Dos, entregar la operación de entidades del sector público, que recibieron elevadísimas inversiones con recursos públicos, a empresas de otros países, para que entre liquidez inmediata o a corto plazo al Gobierno. Esta forma de cuasi-privatizar, hasta hace muy poco cuestionada por el Gobierno, se la realiza ahora de apuro y con el riesgo de “a dedo”, de no haber concursos con la suficiente información para que pueda haber varios postores.

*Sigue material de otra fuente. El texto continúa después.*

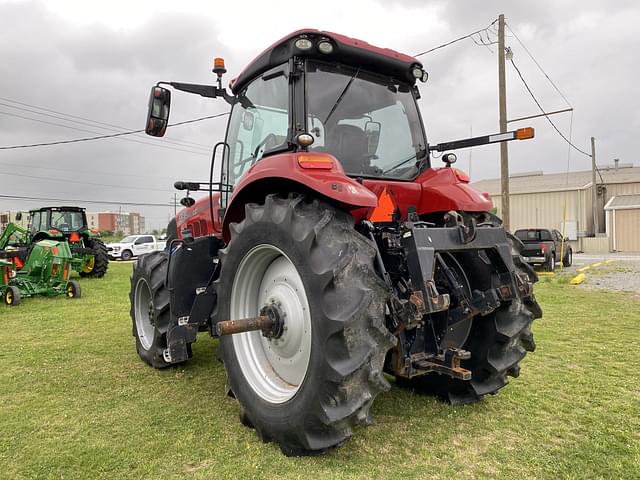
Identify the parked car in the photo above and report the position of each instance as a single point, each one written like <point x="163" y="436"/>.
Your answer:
<point x="133" y="246"/>
<point x="543" y="246"/>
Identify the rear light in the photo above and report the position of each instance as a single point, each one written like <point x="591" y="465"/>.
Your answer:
<point x="321" y="162"/>
<point x="524" y="133"/>
<point x="460" y="175"/>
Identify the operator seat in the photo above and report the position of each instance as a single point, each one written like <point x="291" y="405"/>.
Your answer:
<point x="349" y="145"/>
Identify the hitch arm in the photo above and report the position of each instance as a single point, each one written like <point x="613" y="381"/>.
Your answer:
<point x="520" y="134"/>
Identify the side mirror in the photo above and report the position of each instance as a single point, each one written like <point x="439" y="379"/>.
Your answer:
<point x="158" y="114"/>
<point x="247" y="120"/>
<point x="372" y="131"/>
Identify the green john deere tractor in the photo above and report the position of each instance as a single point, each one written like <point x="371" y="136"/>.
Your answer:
<point x="45" y="272"/>
<point x="70" y="224"/>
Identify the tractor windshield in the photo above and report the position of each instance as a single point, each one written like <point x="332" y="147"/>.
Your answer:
<point x="67" y="221"/>
<point x="369" y="123"/>
<point x="259" y="121"/>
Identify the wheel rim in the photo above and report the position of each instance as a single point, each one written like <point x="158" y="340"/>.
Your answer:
<point x="274" y="368"/>
<point x="144" y="314"/>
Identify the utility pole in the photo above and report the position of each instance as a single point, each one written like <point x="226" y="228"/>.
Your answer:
<point x="594" y="187"/>
<point x="502" y="98"/>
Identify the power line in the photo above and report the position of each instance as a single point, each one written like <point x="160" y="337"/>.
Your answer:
<point x="545" y="113"/>
<point x="76" y="171"/>
<point x="63" y="180"/>
<point x="97" y="133"/>
<point x="180" y="144"/>
<point x="120" y="127"/>
<point x="538" y="65"/>
<point x="99" y="137"/>
<point x="469" y="35"/>
<point x="101" y="202"/>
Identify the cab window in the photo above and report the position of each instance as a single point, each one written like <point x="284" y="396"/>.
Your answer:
<point x="259" y="121"/>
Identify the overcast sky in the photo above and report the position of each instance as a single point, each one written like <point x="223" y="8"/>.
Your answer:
<point x="97" y="61"/>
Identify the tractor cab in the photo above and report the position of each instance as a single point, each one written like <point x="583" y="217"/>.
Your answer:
<point x="55" y="221"/>
<point x="326" y="93"/>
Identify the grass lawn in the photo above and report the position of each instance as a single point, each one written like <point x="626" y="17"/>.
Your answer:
<point x="76" y="402"/>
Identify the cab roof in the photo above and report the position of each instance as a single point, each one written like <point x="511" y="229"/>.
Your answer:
<point x="58" y="209"/>
<point x="346" y="50"/>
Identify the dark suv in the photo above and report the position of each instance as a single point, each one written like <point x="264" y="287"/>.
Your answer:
<point x="543" y="246"/>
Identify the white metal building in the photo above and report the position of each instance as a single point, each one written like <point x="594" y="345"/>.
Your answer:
<point x="540" y="200"/>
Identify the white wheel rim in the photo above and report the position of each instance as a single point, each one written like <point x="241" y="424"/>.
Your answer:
<point x="274" y="368"/>
<point x="143" y="313"/>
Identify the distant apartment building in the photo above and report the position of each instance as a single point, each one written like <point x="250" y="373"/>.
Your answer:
<point x="129" y="223"/>
<point x="7" y="217"/>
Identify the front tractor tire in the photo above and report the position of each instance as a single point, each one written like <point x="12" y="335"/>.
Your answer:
<point x="11" y="296"/>
<point x="306" y="389"/>
<point x="97" y="266"/>
<point x="150" y="313"/>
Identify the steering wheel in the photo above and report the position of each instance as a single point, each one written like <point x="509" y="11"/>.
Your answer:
<point x="261" y="147"/>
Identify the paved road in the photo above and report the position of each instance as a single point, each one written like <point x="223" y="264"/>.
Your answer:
<point x="621" y="275"/>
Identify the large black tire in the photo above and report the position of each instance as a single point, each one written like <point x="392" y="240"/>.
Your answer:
<point x="100" y="259"/>
<point x="346" y="302"/>
<point x="497" y="342"/>
<point x="150" y="312"/>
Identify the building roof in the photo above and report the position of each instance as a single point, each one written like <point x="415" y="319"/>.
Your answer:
<point x="623" y="202"/>
<point x="534" y="182"/>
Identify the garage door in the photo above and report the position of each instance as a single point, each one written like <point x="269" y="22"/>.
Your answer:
<point x="627" y="230"/>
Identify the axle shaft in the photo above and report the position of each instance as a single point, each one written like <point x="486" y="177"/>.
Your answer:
<point x="229" y="327"/>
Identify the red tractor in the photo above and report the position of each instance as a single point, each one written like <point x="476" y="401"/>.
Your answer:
<point x="330" y="252"/>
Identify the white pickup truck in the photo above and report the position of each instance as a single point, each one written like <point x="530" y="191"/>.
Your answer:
<point x="133" y="246"/>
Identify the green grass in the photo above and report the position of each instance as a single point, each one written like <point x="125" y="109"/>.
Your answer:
<point x="76" y="402"/>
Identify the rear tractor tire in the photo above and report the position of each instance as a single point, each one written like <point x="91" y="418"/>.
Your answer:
<point x="97" y="267"/>
<point x="497" y="342"/>
<point x="308" y="387"/>
<point x="150" y="313"/>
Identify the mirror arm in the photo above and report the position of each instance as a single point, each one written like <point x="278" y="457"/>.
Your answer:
<point x="208" y="91"/>
<point x="484" y="140"/>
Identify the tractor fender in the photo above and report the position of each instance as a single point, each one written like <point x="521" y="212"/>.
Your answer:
<point x="445" y="189"/>
<point x="302" y="172"/>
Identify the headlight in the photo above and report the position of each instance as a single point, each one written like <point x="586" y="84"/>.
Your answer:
<point x="303" y="44"/>
<point x="325" y="47"/>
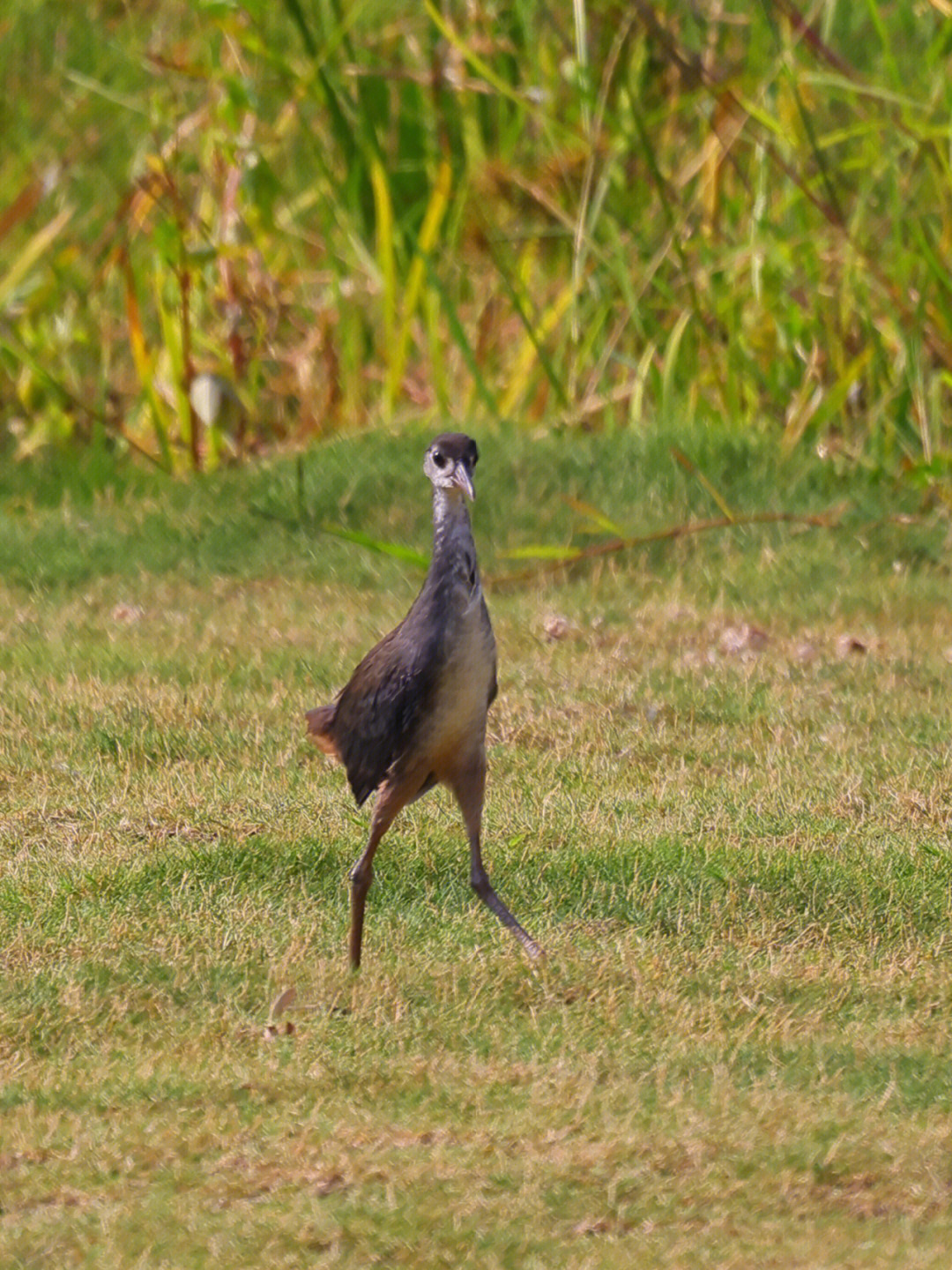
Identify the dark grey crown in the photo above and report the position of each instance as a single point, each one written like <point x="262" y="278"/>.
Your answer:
<point x="456" y="447"/>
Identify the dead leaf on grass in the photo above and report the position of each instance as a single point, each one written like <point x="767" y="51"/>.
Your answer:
<point x="847" y="644"/>
<point x="743" y="638"/>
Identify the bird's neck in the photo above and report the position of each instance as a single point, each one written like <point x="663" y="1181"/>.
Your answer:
<point x="450" y="522"/>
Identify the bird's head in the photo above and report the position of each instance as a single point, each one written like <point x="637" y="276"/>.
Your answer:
<point x="450" y="462"/>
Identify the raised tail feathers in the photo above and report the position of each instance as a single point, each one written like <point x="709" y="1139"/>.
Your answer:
<point x="320" y="724"/>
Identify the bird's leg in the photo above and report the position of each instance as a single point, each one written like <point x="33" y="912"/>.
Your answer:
<point x="469" y="788"/>
<point x="389" y="803"/>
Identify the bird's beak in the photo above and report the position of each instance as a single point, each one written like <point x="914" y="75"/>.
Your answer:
<point x="461" y="479"/>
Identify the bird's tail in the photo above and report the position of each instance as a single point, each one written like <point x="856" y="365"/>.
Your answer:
<point x="320" y="728"/>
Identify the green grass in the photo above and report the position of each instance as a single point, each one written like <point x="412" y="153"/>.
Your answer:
<point x="736" y="854"/>
<point x="566" y="215"/>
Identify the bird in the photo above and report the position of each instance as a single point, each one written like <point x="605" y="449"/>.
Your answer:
<point x="413" y="714"/>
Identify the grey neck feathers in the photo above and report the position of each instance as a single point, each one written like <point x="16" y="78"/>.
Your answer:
<point x="450" y="522"/>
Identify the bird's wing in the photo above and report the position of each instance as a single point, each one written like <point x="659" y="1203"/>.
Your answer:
<point x="378" y="713"/>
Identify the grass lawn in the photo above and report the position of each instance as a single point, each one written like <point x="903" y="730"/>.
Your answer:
<point x="720" y="799"/>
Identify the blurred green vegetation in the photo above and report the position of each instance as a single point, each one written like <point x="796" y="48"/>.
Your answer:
<point x="584" y="217"/>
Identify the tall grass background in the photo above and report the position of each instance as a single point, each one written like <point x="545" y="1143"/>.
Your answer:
<point x="597" y="215"/>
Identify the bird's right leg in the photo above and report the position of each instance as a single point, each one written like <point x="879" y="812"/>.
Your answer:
<point x="390" y="800"/>
<point x="469" y="787"/>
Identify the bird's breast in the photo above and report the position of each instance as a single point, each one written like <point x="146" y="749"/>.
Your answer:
<point x="458" y="718"/>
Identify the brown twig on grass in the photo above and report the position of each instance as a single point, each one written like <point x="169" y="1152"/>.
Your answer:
<point x="829" y="519"/>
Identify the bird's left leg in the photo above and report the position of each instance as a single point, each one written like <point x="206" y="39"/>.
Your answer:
<point x="390" y="800"/>
<point x="469" y="785"/>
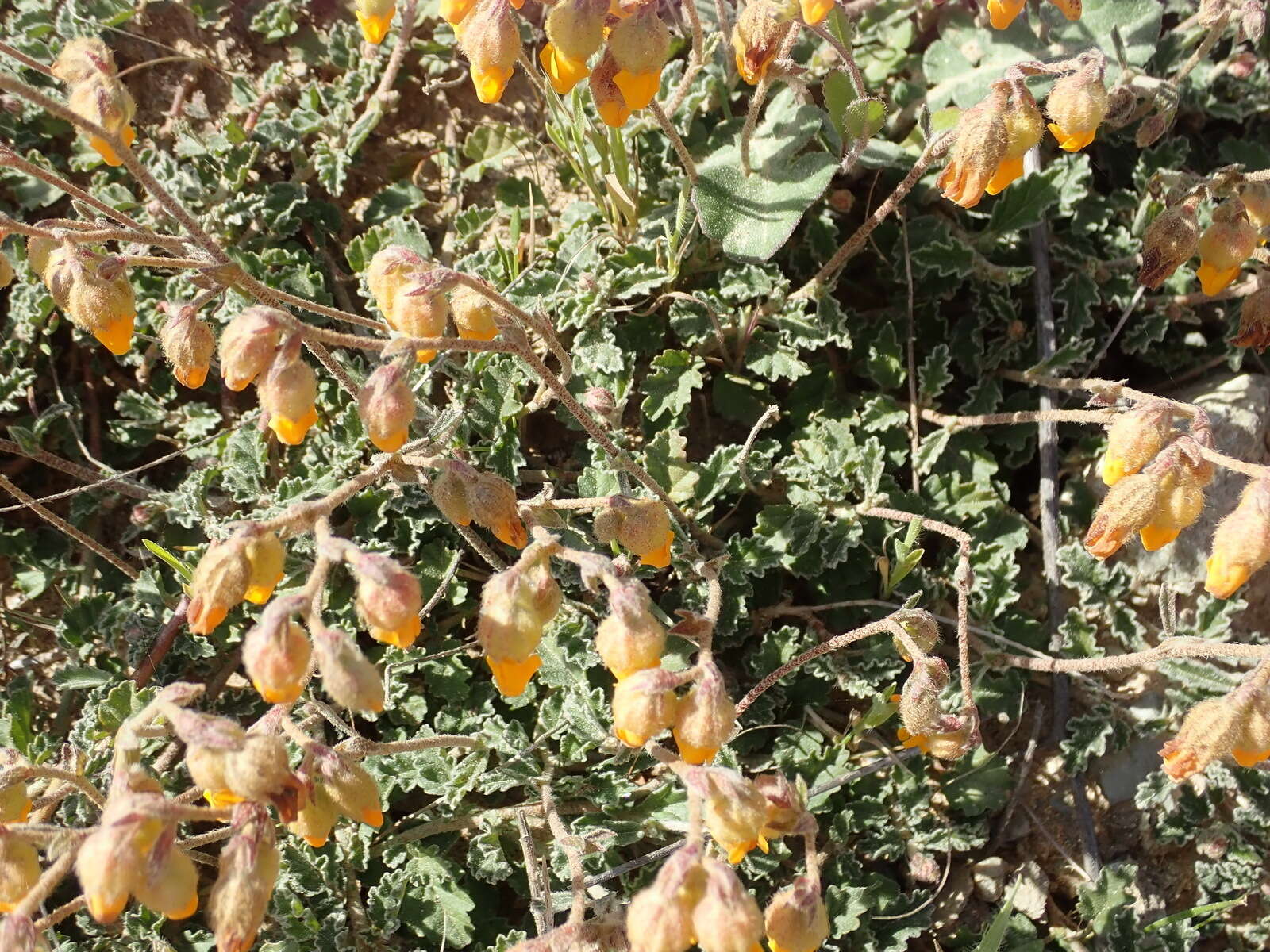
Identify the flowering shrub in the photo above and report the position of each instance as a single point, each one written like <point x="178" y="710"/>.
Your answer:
<point x="469" y="508"/>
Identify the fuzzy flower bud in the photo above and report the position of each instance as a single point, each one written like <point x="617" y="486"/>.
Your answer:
<point x="276" y="657"/>
<point x="921" y="628"/>
<point x="375" y="18"/>
<point x="1181" y="497"/>
<point x="630" y="639"/>
<point x="1168" y="243"/>
<point x="979" y="149"/>
<point x="1225" y="247"/>
<point x="757" y="37"/>
<point x="389" y="600"/>
<point x="352" y="791"/>
<point x="317" y="818"/>
<point x="1134" y="440"/>
<point x="645" y="704"/>
<point x="795" y="919"/>
<point x="660" y="918"/>
<point x="1077" y="106"/>
<point x="1003" y="13"/>
<point x="249" y="343"/>
<point x="1024" y="130"/>
<point x="220" y="582"/>
<point x="351" y="681"/>
<point x="1128" y="505"/>
<point x="493" y="505"/>
<point x="639" y="44"/>
<point x="249" y="871"/>
<point x="19" y="869"/>
<point x="787" y="808"/>
<point x="516" y="606"/>
<point x="641" y="526"/>
<point x="1236" y="725"/>
<point x="289" y="393"/>
<point x="1241" y="543"/>
<point x="610" y="102"/>
<point x="920" y="698"/>
<point x="492" y="44"/>
<point x="387" y="406"/>
<point x="727" y="918"/>
<point x="168" y="884"/>
<point x="97" y="94"/>
<point x="450" y="492"/>
<point x="474" y="313"/>
<point x="736" y="812"/>
<point x="575" y="29"/>
<point x="706" y="717"/>
<point x="1255" y="321"/>
<point x="188" y="344"/>
<point x="14" y="801"/>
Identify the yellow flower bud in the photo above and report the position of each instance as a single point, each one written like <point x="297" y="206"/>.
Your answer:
<point x="450" y="492"/>
<point x="352" y="791"/>
<point x="660" y="918"/>
<point x="351" y="681"/>
<point x="249" y="871"/>
<point x="97" y="94"/>
<point x="188" y="344"/>
<point x="1128" y="505"/>
<point x="757" y="37"/>
<point x="169" y="888"/>
<point x="1168" y="243"/>
<point x="575" y="29"/>
<point x="266" y="559"/>
<point x="387" y="406"/>
<point x="1077" y="106"/>
<point x="978" y="152"/>
<point x="289" y="393"/>
<point x="492" y="44"/>
<point x="221" y="581"/>
<point x="706" y="717"/>
<point x="630" y="639"/>
<point x="725" y="918"/>
<point x="474" y="313"/>
<point x="276" y="657"/>
<point x="1181" y="501"/>
<point x="645" y="704"/>
<point x="1134" y="440"/>
<point x="14" y="801"/>
<point x="249" y="343"/>
<point x="1003" y="13"/>
<point x="736" y="812"/>
<point x="375" y="18"/>
<point x="610" y="102"/>
<point x="1241" y="543"/>
<point x="1024" y="130"/>
<point x="797" y="919"/>
<point x="493" y="505"/>
<point x="1255" y="321"/>
<point x="317" y="818"/>
<point x="920" y="700"/>
<point x="1225" y="247"/>
<point x="514" y="607"/>
<point x="389" y="600"/>
<point x="639" y="46"/>
<point x="19" y="869"/>
<point x="787" y="810"/>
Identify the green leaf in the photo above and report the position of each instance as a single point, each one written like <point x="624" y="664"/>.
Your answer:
<point x="753" y="215"/>
<point x="668" y="386"/>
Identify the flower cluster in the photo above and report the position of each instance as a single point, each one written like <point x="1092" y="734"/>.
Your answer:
<point x="992" y="136"/>
<point x="1174" y="238"/>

Y, la tercera, multiplicar la contratación pública para ejecución de obras y adquisición de bienes. No siempre se prioriza lo indispensable, lo que lleva al riesgo de “elefantes blancos” que ya hay algunos, o porque las obras no se concluyen o porque terminadas estas su uso no es eficiente.
Otro mal, no solamente en el actual Gobierno, pero potenciado en este, es que los precios de arranque –bajo varios artificios- se eleven significativamente, y no solo en porcentajes, sino en veces.
No es malo en época de crisis, generar oportunidades de trabajo, de haber financiamiento para las obras, o de ser posible su recuperación, porque activa la economía, pero lo esencial es la transparencia que -duele señalar- está ausente en la mayor parte de la gestión pública en el Ecuador.
Antes de la Asamblea de Montecristi, 2008, condiciones previas a la contratación pública eran los criterios de la Contraloría y la Procuraduría del Estado, pronunciamientos que permitían superar o solucionar oportunamente riesgos jurídicos y económicos, pero sobre todo transparentaban los negocios del Estado. Cuando en el secretismo imperante, se vuelve inocultable el tufo de la corrupción, en sus varias formas, las entidades de control, la Fiscalía y la Función Judicial son solo especies de salas de velaciones de lo que nunca debió darse.